An ERV packages all that, and adds some degree of efficiency. The efficiency helps with the humidity problem, but not 100%. It also avoids circulating air over the wet HVAC coils from the prior cooling cycle (adding humidity back into the air). My main complaint with the Broan ERV is the lack of intelligence for turning exhaust on/off, and their lack of support for any 3rd part intelligent controllers. They're not necessarily a bad solution, but could be better. Not saying the 10" make up air duct is bad either, just that it has its own problems as well.

Another forum member was considering bringing fresh air in through a dehumidifier. The Ultra-Aire XT105H has a fresh air intake and a built in exterior damper. He would still need to exhaust the theater air outside to make room for the fresh air. It would solve the humidity problem, but is also 0% efficient. Ideal would be to combine products in a way so the ERV handled ventilation, then passed the fresh air to AC, then to de/humidifcation, and finally onto distribution. But that's complicated and not something I would want to try to cobble together.

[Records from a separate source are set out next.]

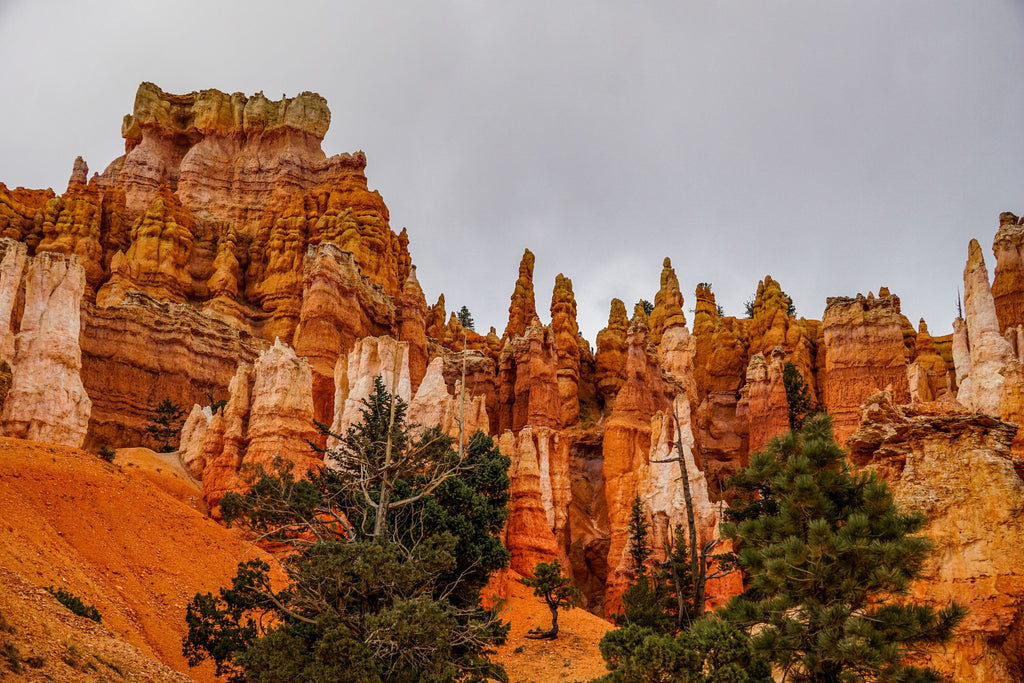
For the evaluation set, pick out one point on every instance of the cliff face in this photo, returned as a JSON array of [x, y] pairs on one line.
[[224, 238], [956, 469]]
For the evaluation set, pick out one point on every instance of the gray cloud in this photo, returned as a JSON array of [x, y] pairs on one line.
[[838, 146]]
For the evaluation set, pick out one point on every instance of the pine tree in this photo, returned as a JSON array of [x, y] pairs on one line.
[[556, 590], [166, 424], [389, 554], [465, 317], [798, 396], [828, 559]]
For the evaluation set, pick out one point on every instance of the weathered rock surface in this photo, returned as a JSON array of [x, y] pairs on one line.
[[764, 406], [1008, 281], [522, 308], [141, 351], [193, 433], [47, 400], [432, 406], [981, 387], [339, 306], [609, 361], [668, 310], [12, 256], [566, 332], [528, 532], [956, 469], [527, 380], [864, 353], [355, 373]]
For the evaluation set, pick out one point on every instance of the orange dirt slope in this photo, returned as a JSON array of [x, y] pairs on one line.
[[113, 537]]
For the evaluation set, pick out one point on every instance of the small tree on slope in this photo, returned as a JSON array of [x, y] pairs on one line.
[[556, 590], [828, 560]]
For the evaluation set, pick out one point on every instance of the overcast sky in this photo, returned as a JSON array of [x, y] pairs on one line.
[[836, 145]]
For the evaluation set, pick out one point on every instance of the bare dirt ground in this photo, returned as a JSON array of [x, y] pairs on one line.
[[131, 538]]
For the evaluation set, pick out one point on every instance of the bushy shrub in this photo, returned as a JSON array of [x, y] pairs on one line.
[[74, 603]]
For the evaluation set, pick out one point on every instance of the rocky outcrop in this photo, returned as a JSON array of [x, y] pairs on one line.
[[627, 440], [566, 333], [928, 375], [668, 310], [763, 404], [982, 385], [157, 262], [139, 352], [522, 308], [12, 256], [47, 400], [339, 306], [193, 434], [268, 420], [432, 406], [1008, 281], [413, 327], [956, 469], [609, 361], [355, 373], [864, 353], [527, 380], [540, 492]]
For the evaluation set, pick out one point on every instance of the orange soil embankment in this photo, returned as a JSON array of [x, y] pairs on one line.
[[572, 656], [111, 536]]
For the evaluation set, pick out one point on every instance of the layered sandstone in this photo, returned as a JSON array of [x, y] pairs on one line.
[[864, 353], [141, 351], [354, 376], [268, 420], [529, 532], [522, 308], [47, 400], [957, 470], [928, 375], [527, 380], [763, 404], [668, 310], [339, 306], [982, 385], [627, 440], [432, 406], [1008, 281], [609, 361], [12, 257], [566, 332]]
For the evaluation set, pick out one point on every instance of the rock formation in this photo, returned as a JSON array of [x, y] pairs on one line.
[[268, 419], [864, 353], [432, 406], [764, 406], [981, 386], [46, 400], [609, 363], [1008, 281], [142, 351], [522, 308], [354, 376], [225, 227], [668, 310], [566, 332], [12, 255], [956, 469]]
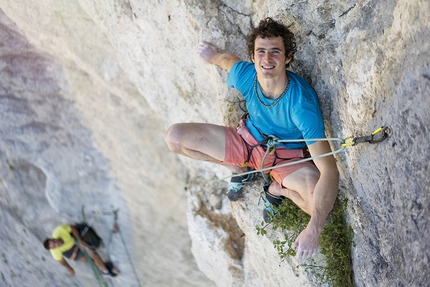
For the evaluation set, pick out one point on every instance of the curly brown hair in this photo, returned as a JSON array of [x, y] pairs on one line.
[[270, 28]]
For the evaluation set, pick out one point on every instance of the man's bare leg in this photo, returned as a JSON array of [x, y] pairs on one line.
[[199, 141]]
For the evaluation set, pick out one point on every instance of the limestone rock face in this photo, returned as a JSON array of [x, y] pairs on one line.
[[88, 88]]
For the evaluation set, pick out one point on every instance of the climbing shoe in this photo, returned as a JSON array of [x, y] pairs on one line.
[[235, 188], [271, 203]]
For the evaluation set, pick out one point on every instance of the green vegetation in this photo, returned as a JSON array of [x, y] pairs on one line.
[[335, 242]]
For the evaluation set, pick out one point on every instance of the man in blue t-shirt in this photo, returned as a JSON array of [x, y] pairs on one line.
[[280, 104]]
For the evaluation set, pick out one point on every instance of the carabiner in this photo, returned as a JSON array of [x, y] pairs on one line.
[[380, 134]]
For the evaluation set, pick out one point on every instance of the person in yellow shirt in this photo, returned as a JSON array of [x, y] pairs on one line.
[[63, 244]]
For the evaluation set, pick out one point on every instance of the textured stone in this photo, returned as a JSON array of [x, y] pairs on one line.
[[87, 89]]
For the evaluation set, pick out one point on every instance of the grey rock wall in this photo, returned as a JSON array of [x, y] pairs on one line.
[[87, 89]]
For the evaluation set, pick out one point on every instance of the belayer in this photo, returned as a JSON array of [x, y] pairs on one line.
[[282, 104], [67, 242]]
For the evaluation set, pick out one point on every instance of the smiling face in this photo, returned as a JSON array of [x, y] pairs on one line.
[[269, 58]]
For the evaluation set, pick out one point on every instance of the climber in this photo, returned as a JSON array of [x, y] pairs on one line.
[[63, 244], [280, 103]]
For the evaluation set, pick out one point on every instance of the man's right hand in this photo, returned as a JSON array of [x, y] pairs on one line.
[[207, 52], [71, 271]]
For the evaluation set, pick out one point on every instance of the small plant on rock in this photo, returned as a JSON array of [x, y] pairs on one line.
[[335, 241]]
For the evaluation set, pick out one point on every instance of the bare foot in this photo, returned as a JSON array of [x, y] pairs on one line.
[[276, 189], [306, 243]]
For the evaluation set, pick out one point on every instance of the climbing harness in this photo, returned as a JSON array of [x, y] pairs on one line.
[[379, 135], [115, 230]]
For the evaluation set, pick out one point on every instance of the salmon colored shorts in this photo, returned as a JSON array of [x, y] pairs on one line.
[[238, 142]]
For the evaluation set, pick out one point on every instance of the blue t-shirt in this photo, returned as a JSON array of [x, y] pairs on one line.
[[296, 116]]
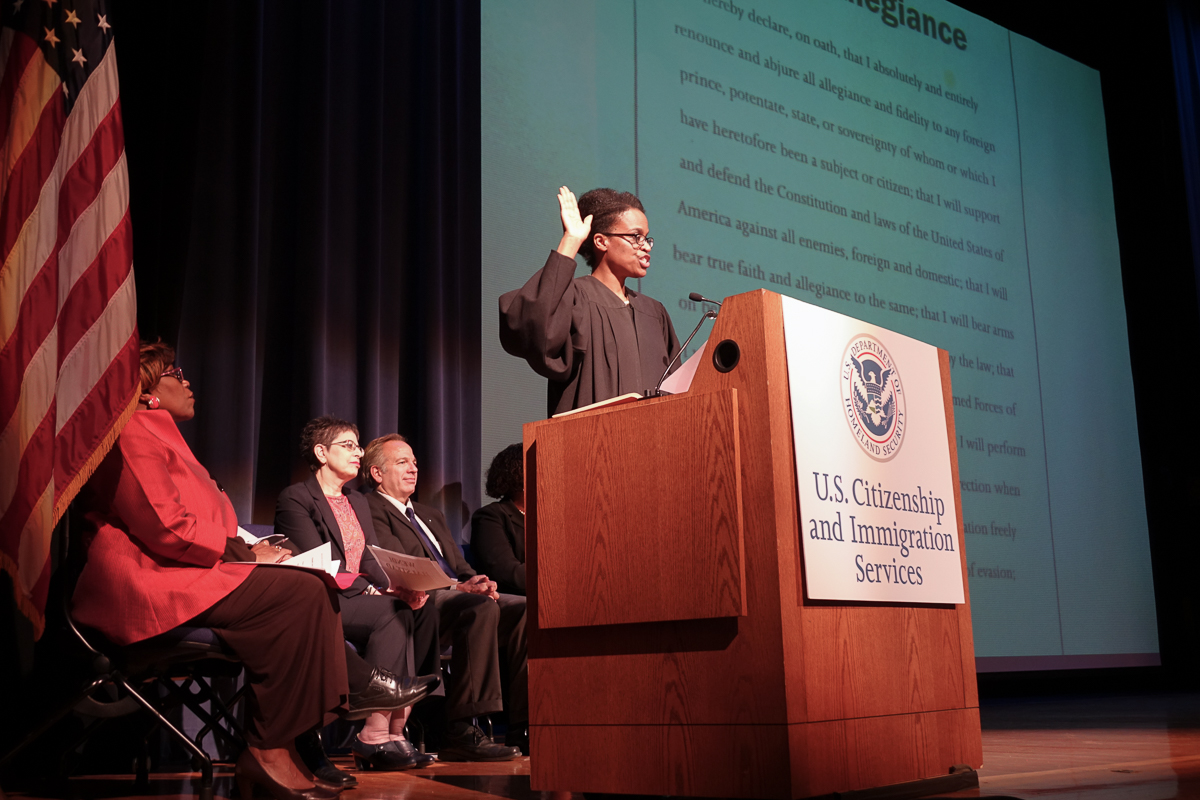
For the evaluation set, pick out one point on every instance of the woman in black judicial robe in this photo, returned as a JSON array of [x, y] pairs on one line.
[[592, 337]]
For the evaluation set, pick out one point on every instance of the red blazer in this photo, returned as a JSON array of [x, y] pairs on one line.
[[161, 524]]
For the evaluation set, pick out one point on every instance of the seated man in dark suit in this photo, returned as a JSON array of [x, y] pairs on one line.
[[473, 617]]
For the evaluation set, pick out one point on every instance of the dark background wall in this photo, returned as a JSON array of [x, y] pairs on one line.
[[305, 202]]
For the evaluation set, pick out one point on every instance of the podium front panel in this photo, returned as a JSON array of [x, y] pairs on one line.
[[640, 513]]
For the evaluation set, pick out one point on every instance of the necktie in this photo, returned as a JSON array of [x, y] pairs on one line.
[[430, 545]]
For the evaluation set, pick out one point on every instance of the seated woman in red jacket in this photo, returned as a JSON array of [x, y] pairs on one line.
[[388, 627], [163, 553]]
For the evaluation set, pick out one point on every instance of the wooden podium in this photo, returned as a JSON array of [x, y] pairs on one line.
[[672, 649]]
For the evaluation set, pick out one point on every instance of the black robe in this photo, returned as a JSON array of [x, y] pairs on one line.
[[580, 336]]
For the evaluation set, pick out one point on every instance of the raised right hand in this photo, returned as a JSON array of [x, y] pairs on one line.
[[575, 230]]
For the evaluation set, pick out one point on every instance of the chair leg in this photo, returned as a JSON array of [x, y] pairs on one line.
[[199, 755], [142, 769]]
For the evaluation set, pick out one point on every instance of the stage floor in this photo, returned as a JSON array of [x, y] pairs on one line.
[[1128, 747]]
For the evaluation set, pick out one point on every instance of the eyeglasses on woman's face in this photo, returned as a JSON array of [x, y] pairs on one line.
[[636, 240]]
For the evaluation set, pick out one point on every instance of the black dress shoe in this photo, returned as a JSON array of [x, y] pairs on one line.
[[519, 737], [475, 746], [388, 757], [387, 692], [312, 753]]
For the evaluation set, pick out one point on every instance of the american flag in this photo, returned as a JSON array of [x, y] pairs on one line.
[[69, 340]]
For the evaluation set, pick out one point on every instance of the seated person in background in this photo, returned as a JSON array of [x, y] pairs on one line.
[[593, 337], [162, 542], [473, 617], [497, 530], [389, 629]]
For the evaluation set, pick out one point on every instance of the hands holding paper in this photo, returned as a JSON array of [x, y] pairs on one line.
[[479, 585], [268, 553], [414, 599]]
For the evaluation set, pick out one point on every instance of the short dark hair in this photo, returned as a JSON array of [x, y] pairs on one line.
[[373, 457], [605, 205], [155, 358], [505, 476], [322, 431]]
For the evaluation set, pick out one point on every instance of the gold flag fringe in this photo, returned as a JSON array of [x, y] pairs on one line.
[[24, 602], [93, 462]]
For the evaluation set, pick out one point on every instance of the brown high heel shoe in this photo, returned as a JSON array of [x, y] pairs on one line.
[[250, 773]]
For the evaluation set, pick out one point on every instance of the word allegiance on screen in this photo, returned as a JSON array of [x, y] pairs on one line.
[[894, 14]]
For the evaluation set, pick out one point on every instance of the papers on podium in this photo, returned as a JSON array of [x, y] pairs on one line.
[[409, 571]]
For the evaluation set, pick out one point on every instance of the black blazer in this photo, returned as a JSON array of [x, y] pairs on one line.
[[497, 543], [305, 517], [396, 533]]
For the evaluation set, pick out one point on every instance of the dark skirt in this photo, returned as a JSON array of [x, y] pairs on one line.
[[285, 626]]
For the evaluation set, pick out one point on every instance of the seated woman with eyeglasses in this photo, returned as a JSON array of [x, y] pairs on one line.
[[592, 337], [497, 530], [387, 627], [163, 551]]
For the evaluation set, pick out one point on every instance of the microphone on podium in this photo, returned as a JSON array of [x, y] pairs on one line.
[[695, 296]]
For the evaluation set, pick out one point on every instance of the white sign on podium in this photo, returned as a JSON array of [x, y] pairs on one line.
[[873, 464]]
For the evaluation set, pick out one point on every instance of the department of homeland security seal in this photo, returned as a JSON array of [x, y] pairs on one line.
[[873, 397]]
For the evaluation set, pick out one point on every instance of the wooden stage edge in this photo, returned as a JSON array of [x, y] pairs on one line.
[[1128, 747]]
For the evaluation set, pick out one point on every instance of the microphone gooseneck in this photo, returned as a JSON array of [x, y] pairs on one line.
[[708, 314]]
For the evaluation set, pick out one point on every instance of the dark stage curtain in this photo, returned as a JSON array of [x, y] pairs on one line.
[[1185, 31], [305, 203]]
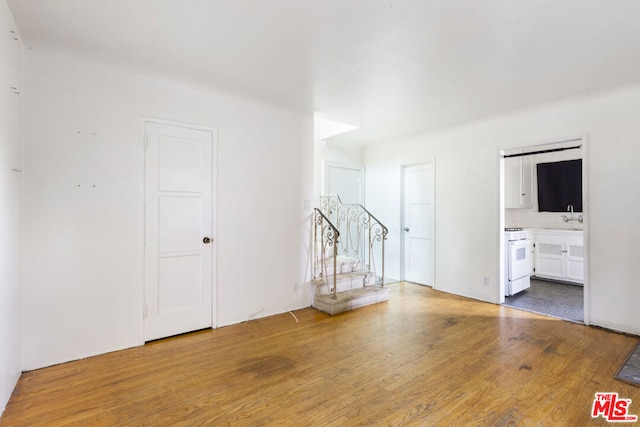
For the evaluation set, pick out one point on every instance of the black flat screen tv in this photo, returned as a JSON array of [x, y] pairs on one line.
[[560, 185]]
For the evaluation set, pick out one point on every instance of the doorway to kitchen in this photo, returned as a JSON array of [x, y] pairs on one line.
[[543, 229]]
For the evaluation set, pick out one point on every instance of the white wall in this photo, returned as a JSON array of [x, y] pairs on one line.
[[83, 253], [10, 203], [467, 196], [326, 150]]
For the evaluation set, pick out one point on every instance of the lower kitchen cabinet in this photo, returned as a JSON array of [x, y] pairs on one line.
[[559, 255]]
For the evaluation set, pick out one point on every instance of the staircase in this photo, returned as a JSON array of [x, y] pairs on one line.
[[348, 257]]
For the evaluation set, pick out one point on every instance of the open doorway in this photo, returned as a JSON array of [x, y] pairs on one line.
[[543, 240]]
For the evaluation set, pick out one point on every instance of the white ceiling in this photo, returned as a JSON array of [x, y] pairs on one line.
[[391, 67]]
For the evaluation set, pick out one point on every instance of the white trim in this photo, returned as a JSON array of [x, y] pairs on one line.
[[214, 225]]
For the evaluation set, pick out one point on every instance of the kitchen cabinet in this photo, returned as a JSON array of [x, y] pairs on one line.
[[519, 182], [559, 255]]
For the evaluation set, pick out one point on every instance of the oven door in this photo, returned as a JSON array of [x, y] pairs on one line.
[[519, 263]]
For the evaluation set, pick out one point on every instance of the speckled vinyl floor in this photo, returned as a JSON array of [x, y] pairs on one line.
[[551, 298]]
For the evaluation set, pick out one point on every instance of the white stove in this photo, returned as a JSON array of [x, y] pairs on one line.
[[518, 260]]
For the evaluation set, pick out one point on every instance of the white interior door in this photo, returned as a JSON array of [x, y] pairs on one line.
[[179, 234], [419, 208], [346, 181]]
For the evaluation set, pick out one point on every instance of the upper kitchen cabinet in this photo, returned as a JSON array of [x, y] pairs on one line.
[[519, 182]]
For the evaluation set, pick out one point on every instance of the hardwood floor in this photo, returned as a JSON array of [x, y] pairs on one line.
[[422, 358]]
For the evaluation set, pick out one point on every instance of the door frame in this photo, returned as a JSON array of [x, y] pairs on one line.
[[582, 139], [403, 169], [330, 163], [214, 226]]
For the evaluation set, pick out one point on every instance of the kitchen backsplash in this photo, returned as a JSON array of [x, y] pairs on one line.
[[529, 218]]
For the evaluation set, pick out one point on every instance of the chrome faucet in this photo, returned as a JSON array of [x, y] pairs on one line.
[[567, 219]]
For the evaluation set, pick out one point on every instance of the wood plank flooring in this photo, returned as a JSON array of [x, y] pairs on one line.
[[422, 358]]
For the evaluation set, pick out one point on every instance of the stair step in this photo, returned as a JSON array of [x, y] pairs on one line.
[[350, 300], [344, 282]]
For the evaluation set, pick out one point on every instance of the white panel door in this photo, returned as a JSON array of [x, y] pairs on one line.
[[418, 224], [345, 181], [179, 234]]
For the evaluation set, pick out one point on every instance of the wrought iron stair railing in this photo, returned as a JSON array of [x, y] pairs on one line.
[[362, 234], [325, 240]]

There is a huge difference in regard to HVAC needs in South and Pacific Northwest.........

The suggested path for an ERV package here in my location is like taking a sledgehammer to combat a flea.......................matter of fact, for the most part, injecting moisture into homes in Pacific Northwest can be as important/needed than visa versa..................yeah, makes no sense in monsoon country, but it is...........what it is.

With energy ratings as such............and with homes now sealed tighter than a drum..............bringing outside filtered air in home from any source is extremely helpful considering most home owners never think about negative pressure and its effects. Think about it......................go to great lengths to achieve Energy Star Certification yet with one flipped switch on a 1200 cfm blower can ruin and throw all efforts out the window. Speaking of windows.................."Big" has a good idea about opening up a window............though I do see through his sarcasm. We're all making this replacement air/quality issue bigger and more complicated than it has to be........................JMHO
Edited by doublewing11 - 12/18/13 at 4:46pm
post #52 of 53
Quote:
Originally Posted by doublewing11 View Post

There is a huge difference in regard to HVAC needs in South and Pacific Northwest.........

The suggested path for an ERV package here in my location is like taking a sledgehammer to combat a flea.......................matter of fact, for the most part, injecting moisture into homes in Pacific Northwest can be as important/needed than visa versa..................yeah, makes no sense in monsoon country, but it is...........what it is.

With energy ratings as such............and with homes now sealed tighter than a drum..............bringing outside filtered air in home from any source is extremely helpful considering most home owners never think about negative pressure and its effects. Think about it......................go to great lengths to achieve Energy Star Certification yet with one flipped switch on a 1200 cfm blower can ruin and throw all efforts out the window. Speaking of windows.................."Big" has a good idea about opening up a window............though I do see through his sarcasm. We're all making this replacement air/quality issue bigger and more complicated than it has to be........................JMHO

Yes I agree. I just met with the HVAC guys and they are going to put together a plan tonight. Thanks for all the input....it was beneficial during my conversation today.
post #53 of 53
Quote:
Originally Posted by doublewing11 View Post

There is a huge difference in regard to HVAC needs in South and Pacific Northwest.........

Right, and dlbeck's profile says he is in Des Moines, IA. Wikipedia lists the climate as hot, humid summers. What worked for you, apparently in an arid climate, isn't necessarily going to work well for him.